CHAPTER IV.
CARRIAGES FROM 1790 TO 1876.

Mr Felton’s Opinions—Proper Strength of Carriages—Method of Construction—Usual Width of Coaches—The Perch—Great Height of Wheels in 1790—The Lord Chancellor’s Coach—The Landau—Phaetons of 1790—Two Wheeled Vehicles—Taxation on Carriages—Advance of the Trade—Invention of Elliptical Springs—Carriages of Napoleon Buonaparte—Number of Vehicles Paying Taxes—The Curricle.—Introduction of Undersprings—Mr S. Hobson’s Improvements—The Briska and the Stanhope—The Tilbury and Dog-Cart—Commercial Travellers’ Gigs—Travelling Carriages—The Pony Phaeton and the Droitska—The Cab Phaeton and the Victoria—Dress Carriages—Coronation Procession in 1838—Improvement of the Landau—Introduction of the Brougham—Waggonnettes—Exhibitions of Carriages—Numbers of Carriages in 1874.

“In the year 1790,” according to a very competent judge, a coachbuilder then alive, Mr Felton, “the art of Coachbuilding had been in a gradual state of improvement for half a century past, and had now arrived to a very high degree of perfection, with respect both to the beauty, strength, and elegance of our English carriages.” “The superior excellence, too, of English workmanship has not only been the occasion of a very great increase in their number in this country, but the exportation of them to foreign nations is become a profitable and considerable branch of British commerce.”

These statements might have been made again and again for many years after this date. Our carriages, as I will endeavour to show, have continued to improve; but no longer, I regret to have to say, are they exported in large numbers. The cost has so much increased, from the date of 1790, that foreign nations prefer to deal with manufacturers who can give them a vehicle which, to the eye, appears as good as our own, and in colours and finish is more to their taste, whilst the price is from 10 to 30 per cent. less than the British carriage.

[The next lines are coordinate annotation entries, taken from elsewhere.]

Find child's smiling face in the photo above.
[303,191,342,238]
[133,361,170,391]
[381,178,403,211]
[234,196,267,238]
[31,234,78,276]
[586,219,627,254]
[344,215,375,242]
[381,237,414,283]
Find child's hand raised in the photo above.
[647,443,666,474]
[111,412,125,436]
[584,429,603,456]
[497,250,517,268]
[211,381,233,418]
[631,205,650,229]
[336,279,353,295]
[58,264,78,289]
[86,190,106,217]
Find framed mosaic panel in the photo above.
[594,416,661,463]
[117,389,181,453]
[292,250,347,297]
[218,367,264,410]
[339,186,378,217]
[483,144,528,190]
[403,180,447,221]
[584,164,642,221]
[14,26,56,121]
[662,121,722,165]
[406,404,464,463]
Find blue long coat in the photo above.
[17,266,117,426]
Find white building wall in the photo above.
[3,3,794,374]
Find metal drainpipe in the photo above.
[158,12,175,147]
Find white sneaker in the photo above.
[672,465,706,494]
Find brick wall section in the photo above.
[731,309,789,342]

Although I shall have occasion to treat this part of our subject in the last lecture more fully, I will here guard against misconception, by pointing out the example set us by our energetic brothers in the United States, who have secured a very large market for their carriages, even in English colonies, by building good and light vehicles at a moderate price. In confirmation of the statement of Mr Felton in 1790, we find that English carriages had been exported to the North American and West Indian Colonies as early as 1740.